Pressured by traditional health insurers and managed-care plans, annual private-sector physician fee increases are slowing almost to the level of yearly Medicare rate boosts, according to a study by the Physician Payment Review Commission.
The study's findings suggest that the resource-based relative value scale, which Medicare adopted two years ago to better control Part B payments to physicians, has begun setting the pace for private-sector physician payments.
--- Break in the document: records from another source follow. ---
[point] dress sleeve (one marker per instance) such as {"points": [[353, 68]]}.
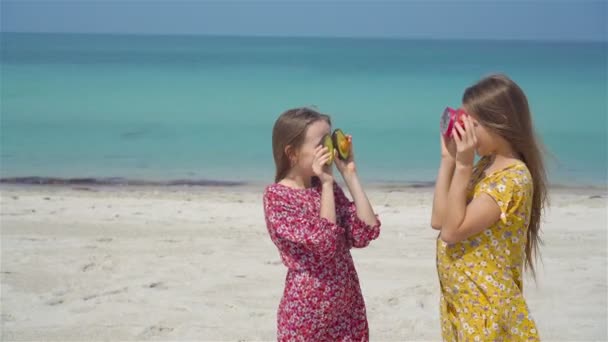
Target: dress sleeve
{"points": [[507, 188], [289, 222], [358, 233]]}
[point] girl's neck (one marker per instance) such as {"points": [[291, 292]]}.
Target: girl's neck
{"points": [[296, 181]]}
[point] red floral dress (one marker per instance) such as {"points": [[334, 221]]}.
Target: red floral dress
{"points": [[322, 299]]}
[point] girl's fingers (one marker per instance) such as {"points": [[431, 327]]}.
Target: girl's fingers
{"points": [[323, 150], [456, 136], [460, 130], [469, 128]]}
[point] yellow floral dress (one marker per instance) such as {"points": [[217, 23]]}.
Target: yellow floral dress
{"points": [[481, 277]]}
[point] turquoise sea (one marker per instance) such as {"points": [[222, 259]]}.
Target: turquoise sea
{"points": [[200, 108]]}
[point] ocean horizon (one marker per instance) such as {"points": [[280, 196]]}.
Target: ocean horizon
{"points": [[190, 109]]}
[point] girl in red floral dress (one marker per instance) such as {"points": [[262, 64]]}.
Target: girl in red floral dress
{"points": [[314, 226]]}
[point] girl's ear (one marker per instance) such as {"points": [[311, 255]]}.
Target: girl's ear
{"points": [[291, 154]]}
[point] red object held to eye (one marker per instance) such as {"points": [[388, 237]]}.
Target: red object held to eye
{"points": [[448, 120]]}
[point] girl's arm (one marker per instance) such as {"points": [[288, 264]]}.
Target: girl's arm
{"points": [[461, 220], [357, 217], [442, 185]]}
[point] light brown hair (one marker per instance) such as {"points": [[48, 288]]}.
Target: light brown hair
{"points": [[500, 105], [290, 130]]}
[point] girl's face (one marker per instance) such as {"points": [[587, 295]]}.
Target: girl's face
{"points": [[486, 140], [302, 158]]}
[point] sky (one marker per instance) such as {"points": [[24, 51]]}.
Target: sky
{"points": [[566, 20]]}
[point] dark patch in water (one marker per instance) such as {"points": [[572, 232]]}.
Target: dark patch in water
{"points": [[132, 135], [115, 181]]}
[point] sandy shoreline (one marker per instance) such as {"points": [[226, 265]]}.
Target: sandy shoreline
{"points": [[196, 263]]}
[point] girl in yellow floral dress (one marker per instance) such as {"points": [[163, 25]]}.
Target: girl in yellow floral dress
{"points": [[488, 215]]}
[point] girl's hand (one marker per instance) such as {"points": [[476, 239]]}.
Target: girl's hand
{"points": [[319, 164], [448, 148], [466, 142], [346, 167]]}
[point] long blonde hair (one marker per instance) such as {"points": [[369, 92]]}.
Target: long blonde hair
{"points": [[501, 106], [290, 130]]}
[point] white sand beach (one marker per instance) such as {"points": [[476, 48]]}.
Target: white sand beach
{"points": [[196, 263]]}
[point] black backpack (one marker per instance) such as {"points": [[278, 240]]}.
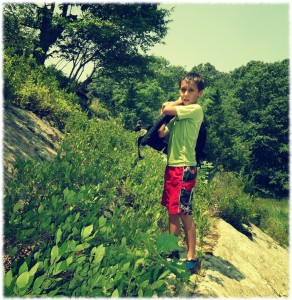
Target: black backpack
{"points": [[152, 139]]}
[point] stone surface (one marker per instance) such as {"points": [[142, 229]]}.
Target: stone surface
{"points": [[243, 267], [234, 266], [27, 136]]}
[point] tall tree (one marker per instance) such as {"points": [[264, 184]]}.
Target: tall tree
{"points": [[106, 37]]}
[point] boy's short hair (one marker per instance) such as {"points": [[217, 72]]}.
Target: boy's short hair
{"points": [[195, 77]]}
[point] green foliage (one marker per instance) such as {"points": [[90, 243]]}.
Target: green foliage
{"points": [[38, 91], [93, 222]]}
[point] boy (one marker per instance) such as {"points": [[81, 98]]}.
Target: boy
{"points": [[181, 169]]}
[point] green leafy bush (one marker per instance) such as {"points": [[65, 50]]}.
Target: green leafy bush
{"points": [[38, 91], [91, 224]]}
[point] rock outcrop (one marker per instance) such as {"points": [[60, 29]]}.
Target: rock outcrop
{"points": [[234, 265], [241, 266], [27, 136]]}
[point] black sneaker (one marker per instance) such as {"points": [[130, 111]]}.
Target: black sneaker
{"points": [[193, 265], [174, 254]]}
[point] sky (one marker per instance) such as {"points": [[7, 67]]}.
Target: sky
{"points": [[226, 35]]}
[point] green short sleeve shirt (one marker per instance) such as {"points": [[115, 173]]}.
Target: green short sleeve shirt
{"points": [[183, 135]]}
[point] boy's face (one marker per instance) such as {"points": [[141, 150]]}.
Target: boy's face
{"points": [[189, 92]]}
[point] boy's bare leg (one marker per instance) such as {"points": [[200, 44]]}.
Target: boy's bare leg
{"points": [[174, 224], [190, 233]]}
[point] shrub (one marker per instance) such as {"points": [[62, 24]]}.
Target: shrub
{"points": [[38, 90], [89, 223]]}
In fact, PPRC officials, who presented the study findings last week in Washington, said they believe private-sector insurers are using the Medicare physician fee schedule in their negotiations with physicians. That could affect physicians' income because the Medicare fee schedule is designed to make payments to primary-care physicians and specialists more equitable by increasing payments to primary-care doctors at a faster rate than payments to specialists.
In the study, the PPRC surveyed physician fees paid by an unidentified insurer, the federal employees' Blue Cross and Blue Shield plan, and Marketscan, a database of private insurer payments.
Although private-sector fee increases have outpaced Medicare fee increases, the difference in fee hikes has slowed, said Christopher Hogan, the PPRC's principal policy analyst.
For example, the average annual private-
sector fees paid to primary-care physicians rose 5% from 1989 to 1993, compared with a 4.5% increase in fees paid by Medicare (See chart).
In fact, the study found that the average annual private-sector fee paid to physicians in all specialties rose just 1% last year, Mr. Hogan said.
"There is a movement on the private-payer side toward adopting the Medicare fee schedule," Mr. Hogan said, adding that some Blues plans were using the Medicare fee schedule as a base and then increasing payments 20% to 30%.
Some private-sector observers said they had expected Medicare fees to become the industry standard when the resource-based relative value scale payment system was implemented in 1992.
Attorney Larry Oday, with Vinson & Elkins in Washington, said he originally had been skeptical that private health plans would adopt the resource-based relative value scale because insurers have been slow to accept Medicare DRG payments as the basis for revamping private-sector hospital reimbursement.
David Gans, director for survey operations at the Medical Group Management Association, said the managed-care plans that have negotiated contracts based on the Medicare payment system can save the administrative cost of establishing their own fee schedule.